Initial Follow-up Call

We next call the family within 24 to 48 hours of the death to offer our condolences and our help. During this call, we offer comfort and provide a listener for a reiteration of the story of the death and the meaning of it for the bereaved. If necessary, we again reinforce the normality of the wide emotional swings or other symptoms of acute grief that they might have been experiencing. We listen empathetically and indicate our continued support. We end the conversation by asking whether we can keep in touch, and we let them know we will call again in about a month. We also send a condolence letter. If the family was involved with hospice, we remind them that the hospice team is still available to them.

Four to Six Weeks

About a month after we send the letter, we call again and offer to send a variety of materials we think would be helpful. These include a list of feelings and physical signs commonly experienced by those who are grieving and what to do or not to do about them (see Box 44-3 ).

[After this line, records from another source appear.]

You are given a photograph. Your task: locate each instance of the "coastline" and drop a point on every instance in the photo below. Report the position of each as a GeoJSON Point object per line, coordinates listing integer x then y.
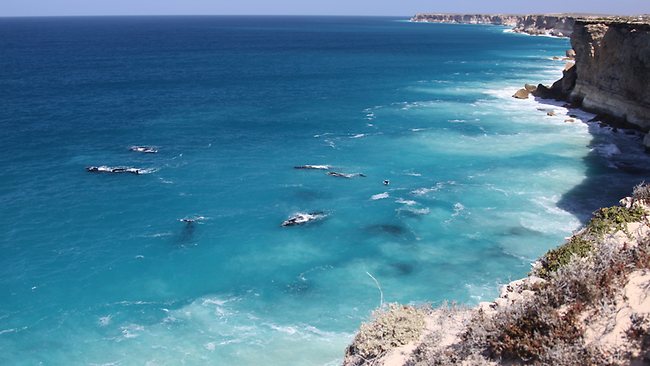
{"type": "Point", "coordinates": [459, 335]}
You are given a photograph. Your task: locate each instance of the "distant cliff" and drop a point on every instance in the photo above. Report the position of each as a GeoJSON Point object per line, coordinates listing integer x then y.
{"type": "Point", "coordinates": [554, 25]}
{"type": "Point", "coordinates": [613, 69]}
{"type": "Point", "coordinates": [611, 75]}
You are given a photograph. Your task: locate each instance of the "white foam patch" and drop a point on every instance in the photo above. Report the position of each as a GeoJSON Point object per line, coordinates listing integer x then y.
{"type": "Point", "coordinates": [607, 150]}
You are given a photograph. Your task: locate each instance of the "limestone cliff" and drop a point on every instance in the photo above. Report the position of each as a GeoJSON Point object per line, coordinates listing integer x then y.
{"type": "Point", "coordinates": [498, 19]}
{"type": "Point", "coordinates": [613, 69]}
{"type": "Point", "coordinates": [585, 303]}
{"type": "Point", "coordinates": [555, 25]}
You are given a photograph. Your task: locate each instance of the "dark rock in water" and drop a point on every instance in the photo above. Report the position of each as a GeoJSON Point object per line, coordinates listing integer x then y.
{"type": "Point", "coordinates": [144, 149]}
{"type": "Point", "coordinates": [570, 53]}
{"type": "Point", "coordinates": [311, 194]}
{"type": "Point", "coordinates": [298, 287]}
{"type": "Point", "coordinates": [391, 229]}
{"type": "Point", "coordinates": [530, 87]}
{"type": "Point", "coordinates": [403, 268]}
{"type": "Point", "coordinates": [522, 231]}
{"type": "Point", "coordinates": [521, 94]}
{"type": "Point", "coordinates": [343, 175]}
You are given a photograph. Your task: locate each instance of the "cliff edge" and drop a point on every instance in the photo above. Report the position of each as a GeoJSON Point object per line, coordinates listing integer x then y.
{"type": "Point", "coordinates": [555, 25]}
{"type": "Point", "coordinates": [584, 303]}
{"type": "Point", "coordinates": [613, 69]}
{"type": "Point", "coordinates": [611, 73]}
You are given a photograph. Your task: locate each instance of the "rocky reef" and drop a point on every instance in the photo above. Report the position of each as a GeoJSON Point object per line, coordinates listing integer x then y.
{"type": "Point", "coordinates": [554, 25]}
{"type": "Point", "coordinates": [584, 303]}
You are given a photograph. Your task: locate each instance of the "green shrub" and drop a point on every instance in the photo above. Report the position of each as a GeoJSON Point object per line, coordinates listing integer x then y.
{"type": "Point", "coordinates": [561, 256]}
{"type": "Point", "coordinates": [392, 326]}
{"type": "Point", "coordinates": [611, 219]}
{"type": "Point", "coordinates": [641, 192]}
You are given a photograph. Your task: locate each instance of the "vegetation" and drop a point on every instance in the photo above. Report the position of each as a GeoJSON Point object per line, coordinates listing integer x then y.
{"type": "Point", "coordinates": [540, 320]}
{"type": "Point", "coordinates": [392, 326]}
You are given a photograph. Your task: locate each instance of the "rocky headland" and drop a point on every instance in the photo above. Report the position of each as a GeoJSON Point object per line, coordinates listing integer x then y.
{"type": "Point", "coordinates": [554, 25]}
{"type": "Point", "coordinates": [586, 302]}
{"type": "Point", "coordinates": [608, 73]}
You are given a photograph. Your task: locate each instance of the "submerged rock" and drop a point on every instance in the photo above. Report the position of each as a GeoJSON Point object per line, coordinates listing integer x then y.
{"type": "Point", "coordinates": [521, 94]}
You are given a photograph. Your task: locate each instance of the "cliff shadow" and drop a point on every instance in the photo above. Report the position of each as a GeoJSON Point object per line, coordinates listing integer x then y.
{"type": "Point", "coordinates": [616, 163]}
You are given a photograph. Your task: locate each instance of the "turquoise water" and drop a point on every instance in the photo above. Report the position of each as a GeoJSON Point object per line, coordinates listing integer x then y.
{"type": "Point", "coordinates": [98, 269]}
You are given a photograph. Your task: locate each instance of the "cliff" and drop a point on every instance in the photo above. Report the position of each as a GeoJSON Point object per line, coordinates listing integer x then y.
{"type": "Point", "coordinates": [555, 25]}
{"type": "Point", "coordinates": [611, 74]}
{"type": "Point", "coordinates": [584, 303]}
{"type": "Point", "coordinates": [613, 69]}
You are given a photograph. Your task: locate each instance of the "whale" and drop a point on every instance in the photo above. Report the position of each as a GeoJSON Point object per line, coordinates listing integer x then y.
{"type": "Point", "coordinates": [302, 218]}
{"type": "Point", "coordinates": [115, 170]}
{"type": "Point", "coordinates": [317, 167]}
{"type": "Point", "coordinates": [144, 149]}
{"type": "Point", "coordinates": [344, 175]}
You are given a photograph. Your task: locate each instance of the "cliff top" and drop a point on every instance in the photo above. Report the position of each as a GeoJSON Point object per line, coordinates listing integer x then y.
{"type": "Point", "coordinates": [585, 302]}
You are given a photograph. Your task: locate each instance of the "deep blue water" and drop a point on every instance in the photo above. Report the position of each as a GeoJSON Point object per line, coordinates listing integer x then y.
{"type": "Point", "coordinates": [98, 269]}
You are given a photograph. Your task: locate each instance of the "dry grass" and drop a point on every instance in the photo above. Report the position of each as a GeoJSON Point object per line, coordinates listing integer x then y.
{"type": "Point", "coordinates": [583, 276]}
{"type": "Point", "coordinates": [392, 326]}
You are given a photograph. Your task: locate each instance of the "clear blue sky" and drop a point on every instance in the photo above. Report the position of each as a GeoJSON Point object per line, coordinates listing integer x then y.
{"type": "Point", "coordinates": [314, 7]}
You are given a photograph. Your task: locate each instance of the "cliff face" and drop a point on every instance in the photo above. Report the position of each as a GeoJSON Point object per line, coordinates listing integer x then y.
{"type": "Point", "coordinates": [498, 19]}
{"type": "Point", "coordinates": [554, 25]}
{"type": "Point", "coordinates": [585, 303]}
{"type": "Point", "coordinates": [613, 69]}
{"type": "Point", "coordinates": [559, 26]}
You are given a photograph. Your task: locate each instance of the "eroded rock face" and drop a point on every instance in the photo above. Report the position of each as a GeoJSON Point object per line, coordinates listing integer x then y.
{"type": "Point", "coordinates": [559, 26]}
{"type": "Point", "coordinates": [613, 69]}
{"type": "Point", "coordinates": [498, 19]}
{"type": "Point", "coordinates": [554, 25]}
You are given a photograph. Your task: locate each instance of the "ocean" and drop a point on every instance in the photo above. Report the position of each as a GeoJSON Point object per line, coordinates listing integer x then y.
{"type": "Point", "coordinates": [100, 269]}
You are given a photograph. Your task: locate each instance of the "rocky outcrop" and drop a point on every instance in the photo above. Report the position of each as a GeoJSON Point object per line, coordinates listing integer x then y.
{"type": "Point", "coordinates": [561, 89]}
{"type": "Point", "coordinates": [584, 303]}
{"type": "Point", "coordinates": [554, 25]}
{"type": "Point", "coordinates": [611, 74]}
{"type": "Point", "coordinates": [559, 26]}
{"type": "Point", "coordinates": [613, 69]}
{"type": "Point", "coordinates": [497, 19]}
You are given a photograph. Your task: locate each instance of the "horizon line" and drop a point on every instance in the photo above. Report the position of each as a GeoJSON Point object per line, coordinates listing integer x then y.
{"type": "Point", "coordinates": [311, 15]}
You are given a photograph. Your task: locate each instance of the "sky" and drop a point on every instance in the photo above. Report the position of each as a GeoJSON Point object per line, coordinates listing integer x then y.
{"type": "Point", "coordinates": [314, 7]}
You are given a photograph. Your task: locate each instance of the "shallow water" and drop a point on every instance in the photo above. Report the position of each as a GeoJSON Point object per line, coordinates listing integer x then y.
{"type": "Point", "coordinates": [98, 269]}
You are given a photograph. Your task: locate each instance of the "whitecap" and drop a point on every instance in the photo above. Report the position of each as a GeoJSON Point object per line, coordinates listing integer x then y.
{"type": "Point", "coordinates": [458, 208]}
{"type": "Point", "coordinates": [105, 320]}
{"type": "Point", "coordinates": [379, 196]}
{"type": "Point", "coordinates": [607, 150]}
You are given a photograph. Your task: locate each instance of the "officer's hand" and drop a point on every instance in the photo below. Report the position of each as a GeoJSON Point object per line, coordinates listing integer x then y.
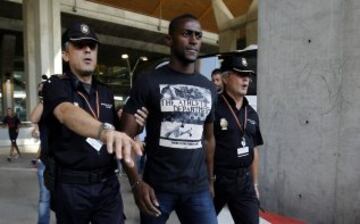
{"type": "Point", "coordinates": [257, 191]}
{"type": "Point", "coordinates": [121, 144]}
{"type": "Point", "coordinates": [145, 199]}
{"type": "Point", "coordinates": [141, 116]}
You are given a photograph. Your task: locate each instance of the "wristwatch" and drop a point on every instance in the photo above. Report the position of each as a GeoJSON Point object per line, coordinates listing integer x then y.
{"type": "Point", "coordinates": [105, 127]}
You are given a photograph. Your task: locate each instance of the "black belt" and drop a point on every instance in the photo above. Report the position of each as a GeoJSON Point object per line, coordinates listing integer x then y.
{"type": "Point", "coordinates": [84, 177]}
{"type": "Point", "coordinates": [231, 172]}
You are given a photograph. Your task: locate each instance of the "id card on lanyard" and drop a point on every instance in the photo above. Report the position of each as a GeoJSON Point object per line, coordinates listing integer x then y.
{"type": "Point", "coordinates": [244, 149]}
{"type": "Point", "coordinates": [95, 143]}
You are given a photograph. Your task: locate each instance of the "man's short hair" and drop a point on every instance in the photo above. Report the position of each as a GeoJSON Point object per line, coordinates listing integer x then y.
{"type": "Point", "coordinates": [215, 72]}
{"type": "Point", "coordinates": [174, 23]}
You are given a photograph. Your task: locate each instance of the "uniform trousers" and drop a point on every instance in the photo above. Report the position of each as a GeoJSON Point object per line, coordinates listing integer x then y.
{"type": "Point", "coordinates": [97, 203]}
{"type": "Point", "coordinates": [237, 191]}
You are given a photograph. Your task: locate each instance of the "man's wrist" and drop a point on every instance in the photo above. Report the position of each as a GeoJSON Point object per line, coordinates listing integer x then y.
{"type": "Point", "coordinates": [212, 178]}
{"type": "Point", "coordinates": [136, 184]}
{"type": "Point", "coordinates": [104, 127]}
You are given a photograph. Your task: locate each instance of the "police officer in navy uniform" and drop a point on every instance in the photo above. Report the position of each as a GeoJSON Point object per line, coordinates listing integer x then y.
{"type": "Point", "coordinates": [81, 120]}
{"type": "Point", "coordinates": [238, 137]}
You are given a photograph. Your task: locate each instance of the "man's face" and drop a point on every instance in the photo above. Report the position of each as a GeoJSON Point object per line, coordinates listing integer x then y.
{"type": "Point", "coordinates": [237, 83]}
{"type": "Point", "coordinates": [217, 80]}
{"type": "Point", "coordinates": [81, 56]}
{"type": "Point", "coordinates": [185, 42]}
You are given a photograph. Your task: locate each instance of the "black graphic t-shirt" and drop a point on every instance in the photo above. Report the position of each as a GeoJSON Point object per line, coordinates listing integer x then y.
{"type": "Point", "coordinates": [179, 105]}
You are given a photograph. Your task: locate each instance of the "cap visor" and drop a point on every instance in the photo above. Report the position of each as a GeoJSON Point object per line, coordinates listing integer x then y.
{"type": "Point", "coordinates": [83, 38]}
{"type": "Point", "coordinates": [250, 72]}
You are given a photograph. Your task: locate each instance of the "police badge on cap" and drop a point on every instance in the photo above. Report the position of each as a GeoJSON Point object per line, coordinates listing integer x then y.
{"type": "Point", "coordinates": [78, 32]}
{"type": "Point", "coordinates": [244, 62]}
{"type": "Point", "coordinates": [84, 29]}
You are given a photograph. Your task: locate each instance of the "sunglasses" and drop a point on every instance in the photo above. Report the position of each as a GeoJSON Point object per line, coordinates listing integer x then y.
{"type": "Point", "coordinates": [190, 33]}
{"type": "Point", "coordinates": [82, 44]}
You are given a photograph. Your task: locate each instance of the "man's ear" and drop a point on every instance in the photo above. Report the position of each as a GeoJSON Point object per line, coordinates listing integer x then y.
{"type": "Point", "coordinates": [65, 56]}
{"type": "Point", "coordinates": [168, 40]}
{"type": "Point", "coordinates": [225, 79]}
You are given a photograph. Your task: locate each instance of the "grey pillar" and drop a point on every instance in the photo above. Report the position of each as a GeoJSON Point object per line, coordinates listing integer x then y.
{"type": "Point", "coordinates": [8, 45]}
{"type": "Point", "coordinates": [42, 41]}
{"type": "Point", "coordinates": [308, 100]}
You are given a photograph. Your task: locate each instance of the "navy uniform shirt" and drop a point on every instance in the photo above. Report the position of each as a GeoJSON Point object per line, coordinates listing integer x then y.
{"type": "Point", "coordinates": [228, 152]}
{"type": "Point", "coordinates": [71, 150]}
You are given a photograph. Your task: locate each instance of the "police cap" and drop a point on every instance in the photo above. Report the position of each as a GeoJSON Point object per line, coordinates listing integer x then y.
{"type": "Point", "coordinates": [78, 32]}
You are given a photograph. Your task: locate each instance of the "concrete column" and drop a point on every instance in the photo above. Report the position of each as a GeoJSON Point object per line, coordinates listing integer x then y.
{"type": "Point", "coordinates": [8, 45]}
{"type": "Point", "coordinates": [308, 90]}
{"type": "Point", "coordinates": [42, 41]}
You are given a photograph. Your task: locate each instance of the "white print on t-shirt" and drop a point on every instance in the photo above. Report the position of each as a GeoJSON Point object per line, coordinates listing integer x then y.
{"type": "Point", "coordinates": [184, 108]}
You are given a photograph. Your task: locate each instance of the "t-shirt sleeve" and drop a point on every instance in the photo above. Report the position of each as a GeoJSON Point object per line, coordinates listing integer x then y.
{"type": "Point", "coordinates": [258, 140]}
{"type": "Point", "coordinates": [56, 91]}
{"type": "Point", "coordinates": [211, 116]}
{"type": "Point", "coordinates": [139, 95]}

We also include a list of support groups in the family's area, including those hosted by the hospice, because talking about their loss with skilled bereavement counselors or others who have suffered the same losses can help their recovery. Groups such as Widow-to-Widow, or, for parents who have lost a child, Compassionate Friends or Candlelighters (www.candle.org) provide much needed help with rebuilding a life.

Other Contacts

Because this has been shown to be a time of most need for bereaved families, we call again at six months and repeat our offer of various materials. We also participate in the once- or twice-yearly memorial services held by our cancer center and by the hospices who cared for our patients and their families. And, because we anticipate recurrence of grief, we send a letter at the first anniversary of the person's death, and we send a “Holiday letter” a few weeks before Thanksgiving letting them know that they are still in our thoughts and would welcome a call.

Our staff finds the process very rewarding. I have noticed that as I speak to the survivors at longer and longer intervals and begin to remember the patients as they were before the terminal stages, it helps me achieve closure and makes it easier for me to move on.

Abrahm JL, Cooley ME, Ricacho L: Efficacy of an educational bereavement program for families of veterans with cancer. J Cancer Ed 1995;10:207–212.